Tous les contribuables français y passent. Entre la fin du printemps et le début de l'été, il faut remplir sa déclaration d'impôts sur le revenu, en ligne ou sur papier. Salaires, intérêts, recettes immobilières… Tous les revenus de l'année précédente sont à noter scrupuleusement. Et les impôts sont à payer, d'un coup ou presque, quelques mois plus tard. Ce laborieux système, la France le partage avec la Suisse et Singapour, seuls pays de l'OCDE à avoir un système dit "déclaratif". Pour les autres ? Le prélèvement est " à la source", c'est-à-dire ponctionné directement sur le revenu.

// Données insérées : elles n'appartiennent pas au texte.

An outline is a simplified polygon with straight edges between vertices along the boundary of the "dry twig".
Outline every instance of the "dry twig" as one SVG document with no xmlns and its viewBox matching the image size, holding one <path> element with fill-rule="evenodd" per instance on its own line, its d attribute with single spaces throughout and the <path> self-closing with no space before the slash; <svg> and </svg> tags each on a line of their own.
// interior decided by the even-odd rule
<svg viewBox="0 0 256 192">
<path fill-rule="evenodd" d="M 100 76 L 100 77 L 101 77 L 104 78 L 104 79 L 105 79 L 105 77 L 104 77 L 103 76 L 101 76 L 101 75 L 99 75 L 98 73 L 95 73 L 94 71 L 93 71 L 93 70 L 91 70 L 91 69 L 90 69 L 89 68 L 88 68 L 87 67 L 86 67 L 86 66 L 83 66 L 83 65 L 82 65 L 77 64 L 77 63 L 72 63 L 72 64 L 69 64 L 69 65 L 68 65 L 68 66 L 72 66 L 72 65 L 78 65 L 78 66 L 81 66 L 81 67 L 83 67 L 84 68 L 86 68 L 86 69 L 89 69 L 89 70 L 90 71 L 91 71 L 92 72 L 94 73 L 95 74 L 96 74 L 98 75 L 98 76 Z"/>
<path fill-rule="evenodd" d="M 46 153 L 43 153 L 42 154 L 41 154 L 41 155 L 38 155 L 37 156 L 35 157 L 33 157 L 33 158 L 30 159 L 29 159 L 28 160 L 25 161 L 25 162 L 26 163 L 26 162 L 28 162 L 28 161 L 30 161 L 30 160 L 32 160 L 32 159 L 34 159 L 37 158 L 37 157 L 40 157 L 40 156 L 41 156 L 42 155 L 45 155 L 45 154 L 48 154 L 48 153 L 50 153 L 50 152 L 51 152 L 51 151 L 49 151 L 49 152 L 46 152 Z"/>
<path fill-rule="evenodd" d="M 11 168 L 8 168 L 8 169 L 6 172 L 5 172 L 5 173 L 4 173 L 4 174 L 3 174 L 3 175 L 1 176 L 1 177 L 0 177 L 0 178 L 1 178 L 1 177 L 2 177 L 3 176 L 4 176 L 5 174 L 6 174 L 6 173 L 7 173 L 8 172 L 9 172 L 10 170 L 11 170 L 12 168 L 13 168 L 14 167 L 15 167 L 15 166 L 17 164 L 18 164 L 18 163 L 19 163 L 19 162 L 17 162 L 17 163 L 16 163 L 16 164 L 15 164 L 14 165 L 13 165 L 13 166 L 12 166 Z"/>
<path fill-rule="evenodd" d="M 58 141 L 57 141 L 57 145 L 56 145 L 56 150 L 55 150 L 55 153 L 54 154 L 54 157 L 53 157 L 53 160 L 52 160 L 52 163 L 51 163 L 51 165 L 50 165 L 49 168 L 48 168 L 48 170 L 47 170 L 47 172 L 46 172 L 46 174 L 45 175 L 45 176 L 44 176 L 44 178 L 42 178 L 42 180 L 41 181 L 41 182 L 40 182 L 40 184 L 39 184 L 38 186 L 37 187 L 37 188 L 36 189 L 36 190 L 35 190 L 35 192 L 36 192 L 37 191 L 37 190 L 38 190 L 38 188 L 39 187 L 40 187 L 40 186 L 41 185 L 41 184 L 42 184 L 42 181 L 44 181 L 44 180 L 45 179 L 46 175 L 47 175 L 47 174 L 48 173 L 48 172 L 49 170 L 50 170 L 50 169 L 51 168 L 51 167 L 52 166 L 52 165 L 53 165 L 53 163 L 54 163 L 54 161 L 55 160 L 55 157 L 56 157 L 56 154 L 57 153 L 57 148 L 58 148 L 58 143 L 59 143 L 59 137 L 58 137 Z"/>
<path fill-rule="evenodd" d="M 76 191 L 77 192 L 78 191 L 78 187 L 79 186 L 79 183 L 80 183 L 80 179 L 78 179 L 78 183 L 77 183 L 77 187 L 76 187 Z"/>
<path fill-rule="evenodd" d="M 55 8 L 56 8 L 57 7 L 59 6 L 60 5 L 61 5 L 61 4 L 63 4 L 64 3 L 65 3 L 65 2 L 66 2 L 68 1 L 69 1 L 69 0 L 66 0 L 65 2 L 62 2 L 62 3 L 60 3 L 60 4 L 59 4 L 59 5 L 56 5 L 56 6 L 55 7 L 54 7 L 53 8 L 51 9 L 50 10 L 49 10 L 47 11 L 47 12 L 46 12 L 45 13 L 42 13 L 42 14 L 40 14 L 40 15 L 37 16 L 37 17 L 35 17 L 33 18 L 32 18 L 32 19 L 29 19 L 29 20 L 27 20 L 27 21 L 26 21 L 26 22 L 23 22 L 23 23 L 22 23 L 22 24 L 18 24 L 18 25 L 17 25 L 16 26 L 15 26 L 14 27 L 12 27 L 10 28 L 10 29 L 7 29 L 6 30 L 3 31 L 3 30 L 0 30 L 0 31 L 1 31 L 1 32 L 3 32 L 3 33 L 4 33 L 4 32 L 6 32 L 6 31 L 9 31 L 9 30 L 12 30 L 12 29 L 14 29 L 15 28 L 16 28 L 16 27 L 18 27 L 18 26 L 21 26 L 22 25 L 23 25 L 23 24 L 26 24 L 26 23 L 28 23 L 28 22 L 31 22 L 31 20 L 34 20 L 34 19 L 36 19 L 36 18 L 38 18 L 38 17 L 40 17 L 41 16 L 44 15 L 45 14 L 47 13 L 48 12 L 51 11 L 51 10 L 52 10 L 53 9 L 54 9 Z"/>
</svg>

Le Canada en 1917, l’Allemagne en 1925, les Pays-Bas en 1941, les Etats-Unis en 1943, le Royaume-Uni en 1944 et plus récemment en 1970 pour le Danemark ou en 1979 pour l’Espagne… Presque tous les pays développés s'y sont convertis. Et la France pourrait leur emboîter le pas dès la fin du quinquennat. Selon les informations d'Europe 1, François Hollande a demandé aux députés de la commission des Finances de plancher sur une réforme en ce sens. Évoqué par l'ex-Premier ministre Jean-Marc Ayrault il y a un an, le sujet était pourtant resté dans les cartons depuis son départ fin mars. Et pour cause : si la mesure est populaire, elle n'est pas facile à mettre en œuvre.

>> Comment les autres pays ont-ils réussi à franchir le cap ? Décryptage.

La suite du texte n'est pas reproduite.